New House Speaker Paul Renner said Tuesday the goal next month is to stabilize and grow the market, which is still teetering. Floridians suffer as rates skyrocket, insurers leave and others go bust.
As a result, many Floridians have been driven to the state-backed insurer of last resort — Citizens Property Insurance — which has more than doubled its policies in two years. At the end of last month, it totaled more than 1.1 million.
Renner and many other Republicans hope to create a more friendly market to encourage insurers to return to Florida. More competition, they believe, will mean reduced costs for consumers.
The speaker said leadership was still gathering input from all members before locking in a policy plan, but he vowed it would be comprehensive.
"Doing what we can do and, I think, we're going to look at the kitchen sink, frankly, of options," he said.
Those options, Renner said, could include more tort reform to tamp down the state's huge number of property insurance lawsuits. According to officials, Florida makes up 9% of the nation's claims but 79% of claims litigation.
Another boost to reinsurance may also be on the table — though only if it's temporary, Renner said. He also warned relief would take time.

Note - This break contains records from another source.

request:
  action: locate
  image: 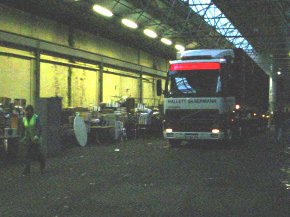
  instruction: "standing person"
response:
[22,105,45,175]
[273,109,285,142]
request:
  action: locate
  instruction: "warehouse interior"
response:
[0,0,290,153]
[0,0,290,217]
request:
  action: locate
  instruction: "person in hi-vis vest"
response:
[22,105,45,175]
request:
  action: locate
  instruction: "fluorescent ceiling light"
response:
[122,18,138,29]
[144,29,157,38]
[161,38,172,45]
[93,5,113,17]
[175,44,185,51]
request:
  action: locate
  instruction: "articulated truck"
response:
[157,49,269,146]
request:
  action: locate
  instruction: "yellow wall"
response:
[0,4,167,70]
[0,5,68,45]
[0,4,167,107]
[0,55,34,104]
[71,68,98,107]
[103,73,139,102]
[40,63,68,107]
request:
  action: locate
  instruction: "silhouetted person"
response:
[22,105,45,175]
[273,109,286,142]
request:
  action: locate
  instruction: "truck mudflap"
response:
[163,132,226,140]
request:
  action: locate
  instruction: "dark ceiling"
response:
[0,0,290,71]
[213,0,290,73]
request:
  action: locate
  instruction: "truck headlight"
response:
[165,128,173,133]
[211,129,220,134]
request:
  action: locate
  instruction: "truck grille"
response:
[165,109,219,132]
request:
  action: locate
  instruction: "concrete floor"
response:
[0,134,290,217]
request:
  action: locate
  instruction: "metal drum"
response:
[0,97,11,108]
[14,99,26,108]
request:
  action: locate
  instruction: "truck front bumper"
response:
[163,132,225,140]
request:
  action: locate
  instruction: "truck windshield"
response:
[166,70,221,97]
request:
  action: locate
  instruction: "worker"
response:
[21,105,45,175]
[273,108,285,143]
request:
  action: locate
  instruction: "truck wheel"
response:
[225,129,233,145]
[168,139,181,147]
[233,127,243,144]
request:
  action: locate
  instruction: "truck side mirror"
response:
[156,79,162,96]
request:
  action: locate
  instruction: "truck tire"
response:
[233,126,244,145]
[168,139,181,147]
[225,128,233,145]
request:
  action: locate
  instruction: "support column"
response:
[67,66,72,107]
[138,74,143,103]
[269,75,277,112]
[33,49,40,102]
[98,63,104,105]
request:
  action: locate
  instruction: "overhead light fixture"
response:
[175,44,185,51]
[122,18,138,29]
[93,5,113,17]
[161,38,172,45]
[144,29,157,38]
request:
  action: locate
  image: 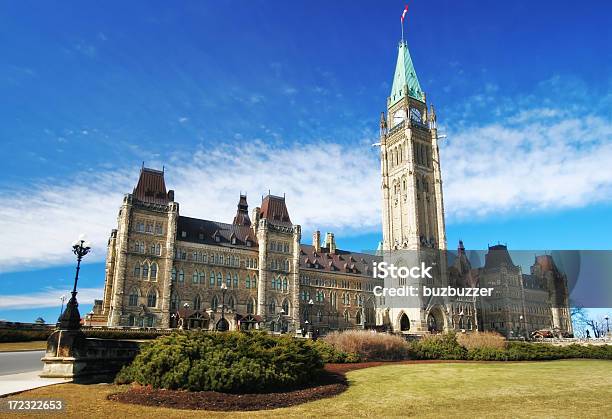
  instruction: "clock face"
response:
[393,109,406,126]
[410,108,423,123]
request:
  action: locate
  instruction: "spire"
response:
[389,41,425,105]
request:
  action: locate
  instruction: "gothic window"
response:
[147,288,157,307]
[170,292,179,311]
[128,289,138,307]
[247,298,255,314]
[268,300,276,314]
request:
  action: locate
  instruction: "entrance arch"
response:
[427,306,445,333]
[400,313,410,332]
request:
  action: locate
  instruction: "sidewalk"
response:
[0,371,72,397]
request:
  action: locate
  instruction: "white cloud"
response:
[0,288,104,314]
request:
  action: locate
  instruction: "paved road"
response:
[0,351,45,380]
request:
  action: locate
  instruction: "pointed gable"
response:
[133,166,169,205]
[389,41,425,105]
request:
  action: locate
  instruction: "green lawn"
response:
[5,360,612,418]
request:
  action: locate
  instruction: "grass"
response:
[0,340,47,352]
[4,360,612,418]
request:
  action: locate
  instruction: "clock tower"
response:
[380,40,449,333]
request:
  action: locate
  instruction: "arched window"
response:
[128,289,138,307]
[247,298,255,314]
[170,292,179,311]
[147,288,157,307]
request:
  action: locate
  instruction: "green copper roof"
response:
[390,41,425,105]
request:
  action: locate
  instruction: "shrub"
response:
[116,332,323,393]
[323,330,408,361]
[0,329,53,342]
[308,339,361,364]
[410,332,467,359]
[457,332,506,351]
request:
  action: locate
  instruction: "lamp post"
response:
[217,282,229,332]
[57,294,66,321]
[60,237,91,330]
[308,298,314,338]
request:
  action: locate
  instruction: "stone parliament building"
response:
[87,37,571,336]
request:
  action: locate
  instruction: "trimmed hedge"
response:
[116,332,323,393]
[0,329,53,342]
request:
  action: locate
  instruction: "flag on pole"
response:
[402,5,408,23]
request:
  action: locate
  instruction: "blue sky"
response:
[0,1,612,321]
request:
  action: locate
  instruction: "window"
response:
[128,289,138,307]
[247,298,255,314]
[147,289,157,307]
[170,292,179,311]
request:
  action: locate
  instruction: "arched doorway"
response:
[427,307,444,333]
[400,313,410,332]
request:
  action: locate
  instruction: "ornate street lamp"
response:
[217,282,229,332]
[60,236,91,330]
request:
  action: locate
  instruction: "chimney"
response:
[312,230,321,253]
[325,233,336,253]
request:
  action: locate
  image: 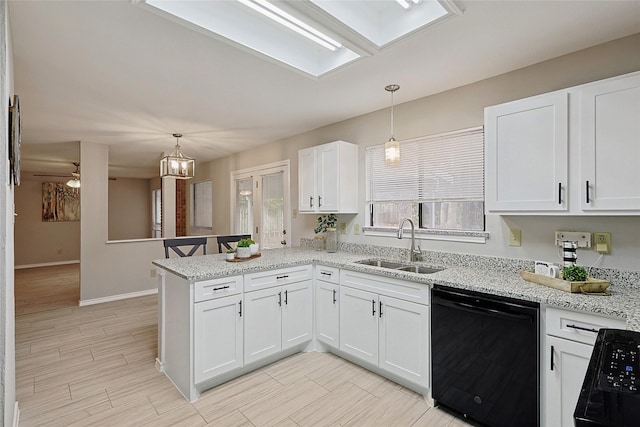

"It will not result in an overnight drop in insurance rates," Renner said. "We have to see probably two or three years as those policies turn over, turn over, and we see a drop in the tail of litigation and other things that have really contributed to the problem we are in right now."
Senate Minority Leader Lauren Book said Democrats want more immediate fixes.
"People need help right now," she said this week. "That didn't happen during the last special session."
Back in May, the legislature approved several property insurance reforms that included an extra $2 billion in reinsurance relief. Even before the changes were signed into law, critics called them too weak.
This time around, the minority caucus was mulling rate freezes or allowing auto insurers to carry property policies, though both might be too much market interference for the Republican majority.
"We need to cut the crap and get to the bottom of the work that we need to do to take care of Floridians," Book said.
Lawmakers expect to lay out finalized plans in the coming weeks. The gavel then drops on the next special session Dec. 12.